Remember Naukri has 300 crores in the bank. Others dont have that kind of cushion to ride out the slowdown.
In the analyst call the management had indicated that the big accounts of Naukri were seeing soft growth but the mid sized accounts were seeing robust growth. They also indicated that the "nice to do stuff" branded solutions such as home page panels and links, microsites and banners, popups and campaigns are soft, but the need to do stuff such as resume database access and job listings were OK. Similarly they had said IT was badly hit but non IT was still OK.
In absolute terms the faster growth customer segments (Non II and mid sized accounts) and products (resume database access and job listings) are now larger than the slower growth segments in revenue and so over time growth should actually come back to more healthy levels.
Currently, the management had said on the call that, Naukri is growing at sub 20% levels.
Having said that if the recession gets a lot worse and if there are no jobs to be had (read under 4% growth in the economy) then the growth even in these customer segments and products will come under pressure.
The fate of other companies in the Internet space and those in other industries could however be a lot worse.
The other interesting piece in the analyst call was that the management indicated that if 99acres displays 100% growth (compared to the previous year) in H2 as it has in H1 then it should break even in Q4 of this financial year.
Now if the recession doesnt get really deep and Naukri is OK and at the same time 99acres, which is currently absorbing considerable investment, breaks even - then in Q4 the profits could actually climb.
However it is hard to predict given the volatility in the environment.
The question is not about encouraging them or not. It is also not about whether they are smart or not.
I just made the point that Info Edge management gave a full year revenue growth estimate of 35% to 50% after the 1st quarter and in just 3 months (in spite of all indicators pointing to slowing economy in July itself), churned out 24% revenue growth with negative profit growth. That's disappointing.
It is understandable that the market is slowing down but the hiring plans of companies don't swing with sensex and it was surprising that they couldn't see this coming (or were they just holding back giving the bad news to investors)
Realistically speaking, during the next 2 years, Info Edge will see a 20 -25% decline in revenue and a 70-75% drop in profit.
Guest,
Please index the growth to the turbulent economy. I believe Info Edge is a very smart company. They have invested in businesses smartly and have grown their brands well. I am sure they are one of the only internet companies, that have the capability, management and funds to sail through the tough times ahead.
Another Guest.
I think Infoedge is the only internet company from India which is profitable. And they have all there businesses around online classifieds model. Which may be effected in slowdown but will do very good in long run. And we should encourage companies like these.

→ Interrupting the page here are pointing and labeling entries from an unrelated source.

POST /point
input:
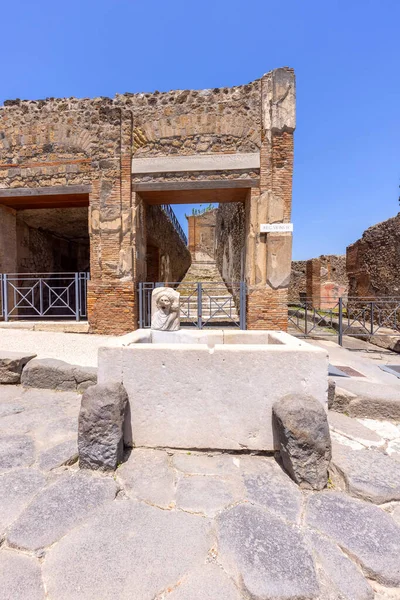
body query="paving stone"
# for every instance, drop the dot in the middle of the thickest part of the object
(269, 486)
(343, 576)
(206, 495)
(50, 373)
(100, 429)
(367, 474)
(265, 555)
(62, 454)
(364, 531)
(384, 593)
(16, 451)
(11, 365)
(17, 488)
(209, 581)
(59, 508)
(353, 429)
(147, 476)
(128, 550)
(205, 464)
(302, 431)
(385, 429)
(20, 577)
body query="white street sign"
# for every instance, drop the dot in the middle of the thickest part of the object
(276, 227)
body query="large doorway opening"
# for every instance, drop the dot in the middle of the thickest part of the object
(212, 291)
(49, 259)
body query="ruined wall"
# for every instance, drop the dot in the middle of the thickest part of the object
(174, 257)
(298, 280)
(201, 238)
(373, 262)
(91, 142)
(329, 269)
(230, 241)
(8, 240)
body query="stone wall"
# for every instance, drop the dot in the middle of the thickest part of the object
(298, 280)
(90, 143)
(230, 241)
(373, 262)
(173, 256)
(201, 239)
(325, 274)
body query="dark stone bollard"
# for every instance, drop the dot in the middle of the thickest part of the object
(100, 432)
(302, 429)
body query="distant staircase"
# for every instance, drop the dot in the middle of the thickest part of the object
(217, 303)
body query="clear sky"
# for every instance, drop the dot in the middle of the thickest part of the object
(346, 54)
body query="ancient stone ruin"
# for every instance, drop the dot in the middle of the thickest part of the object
(84, 186)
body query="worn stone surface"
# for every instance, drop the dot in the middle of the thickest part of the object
(353, 429)
(266, 556)
(367, 399)
(17, 488)
(16, 451)
(209, 581)
(304, 441)
(101, 420)
(11, 365)
(50, 373)
(367, 474)
(267, 484)
(147, 476)
(20, 577)
(364, 531)
(62, 454)
(201, 494)
(233, 413)
(58, 508)
(127, 546)
(343, 575)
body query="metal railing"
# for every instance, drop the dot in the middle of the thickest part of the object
(43, 295)
(202, 304)
(172, 217)
(356, 317)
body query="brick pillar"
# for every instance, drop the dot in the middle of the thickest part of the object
(8, 240)
(111, 290)
(268, 256)
(313, 282)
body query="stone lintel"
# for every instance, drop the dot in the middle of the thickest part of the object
(205, 162)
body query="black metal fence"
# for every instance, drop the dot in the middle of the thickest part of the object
(43, 296)
(202, 304)
(357, 317)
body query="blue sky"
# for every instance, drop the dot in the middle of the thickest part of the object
(346, 57)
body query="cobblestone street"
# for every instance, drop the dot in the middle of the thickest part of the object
(189, 525)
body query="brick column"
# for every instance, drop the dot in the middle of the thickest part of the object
(111, 290)
(8, 240)
(313, 282)
(268, 256)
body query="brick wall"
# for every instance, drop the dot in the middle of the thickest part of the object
(201, 239)
(173, 256)
(373, 262)
(70, 141)
(230, 241)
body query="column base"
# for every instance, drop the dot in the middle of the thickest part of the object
(111, 307)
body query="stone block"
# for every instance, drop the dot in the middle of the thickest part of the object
(50, 373)
(304, 441)
(12, 364)
(279, 260)
(218, 397)
(100, 430)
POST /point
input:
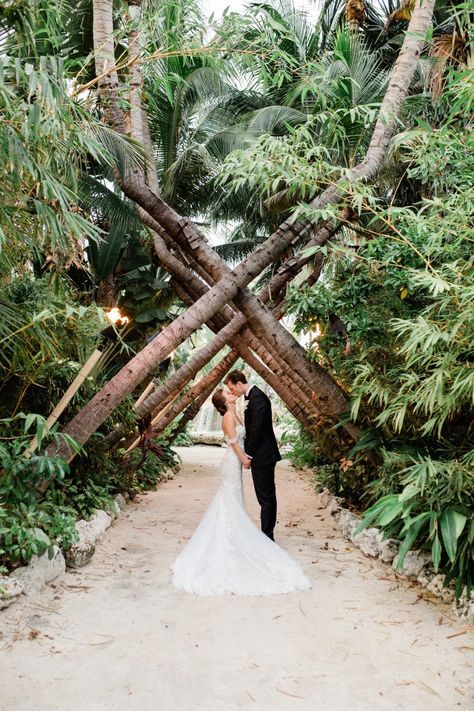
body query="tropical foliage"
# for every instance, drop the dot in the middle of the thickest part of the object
(250, 118)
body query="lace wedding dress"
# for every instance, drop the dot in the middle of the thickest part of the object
(228, 554)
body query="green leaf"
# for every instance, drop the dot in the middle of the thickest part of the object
(452, 524)
(436, 552)
(413, 528)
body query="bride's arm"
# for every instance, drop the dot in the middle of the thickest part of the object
(228, 427)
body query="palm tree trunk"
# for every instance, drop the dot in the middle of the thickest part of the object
(208, 381)
(286, 383)
(91, 417)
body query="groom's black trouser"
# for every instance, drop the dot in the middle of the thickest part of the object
(264, 483)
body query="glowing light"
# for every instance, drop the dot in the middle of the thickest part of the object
(115, 316)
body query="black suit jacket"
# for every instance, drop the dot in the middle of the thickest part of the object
(260, 440)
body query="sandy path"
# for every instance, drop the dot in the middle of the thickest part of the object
(116, 635)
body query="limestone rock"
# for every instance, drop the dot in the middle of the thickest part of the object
(369, 541)
(464, 607)
(335, 506)
(10, 589)
(434, 583)
(80, 553)
(120, 501)
(39, 571)
(89, 532)
(413, 564)
(325, 497)
(348, 523)
(389, 549)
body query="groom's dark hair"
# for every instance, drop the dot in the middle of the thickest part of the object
(234, 377)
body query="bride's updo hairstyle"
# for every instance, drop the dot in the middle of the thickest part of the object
(218, 400)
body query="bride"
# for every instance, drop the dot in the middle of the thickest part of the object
(228, 554)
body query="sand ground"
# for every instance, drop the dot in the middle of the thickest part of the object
(115, 634)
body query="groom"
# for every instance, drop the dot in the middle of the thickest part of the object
(260, 446)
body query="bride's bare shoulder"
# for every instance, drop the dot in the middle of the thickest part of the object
(228, 422)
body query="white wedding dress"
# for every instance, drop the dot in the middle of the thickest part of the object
(228, 554)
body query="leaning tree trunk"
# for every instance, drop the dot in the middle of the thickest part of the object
(91, 417)
(291, 351)
(210, 380)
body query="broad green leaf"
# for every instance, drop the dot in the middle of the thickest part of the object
(452, 524)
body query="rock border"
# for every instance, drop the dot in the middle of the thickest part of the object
(416, 566)
(41, 570)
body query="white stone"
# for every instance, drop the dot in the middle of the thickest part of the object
(335, 506)
(10, 589)
(464, 607)
(369, 541)
(120, 501)
(434, 583)
(39, 571)
(89, 532)
(389, 549)
(348, 523)
(413, 564)
(325, 497)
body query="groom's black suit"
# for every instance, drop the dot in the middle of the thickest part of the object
(261, 446)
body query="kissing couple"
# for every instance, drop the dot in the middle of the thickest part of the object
(227, 553)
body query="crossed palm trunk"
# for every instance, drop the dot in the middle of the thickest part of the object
(225, 285)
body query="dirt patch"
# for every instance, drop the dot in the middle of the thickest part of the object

Revenue growth 24%, Expenses growth 37%, Profit from operations actually declined by 9%. With further slow-down in revenue, the profit will certainly look a lot worse.
No surprise that their results disappointed. Just 3 months ago, this management was forecasting full year growth of 35% to 50%. Fooling the investors? Not for long!
They mentioned the growth of 99acres (90%) and Jeevansathi(40%) which have a small base. If you read between the lines, the growth rate of Naukri is essentially zero.
This won't get any better. Their costs will remain the same in the downturn and the profit growth (which was close to zero% during July-Sept) will soon become negative.
For the next 2 years, it is good to avoid these companies which have been overhyped.
If somebody can make profit in this market then they must be very good. Keep up the good work. We need companies like these to fight the slow down and continue the Indian Growth story.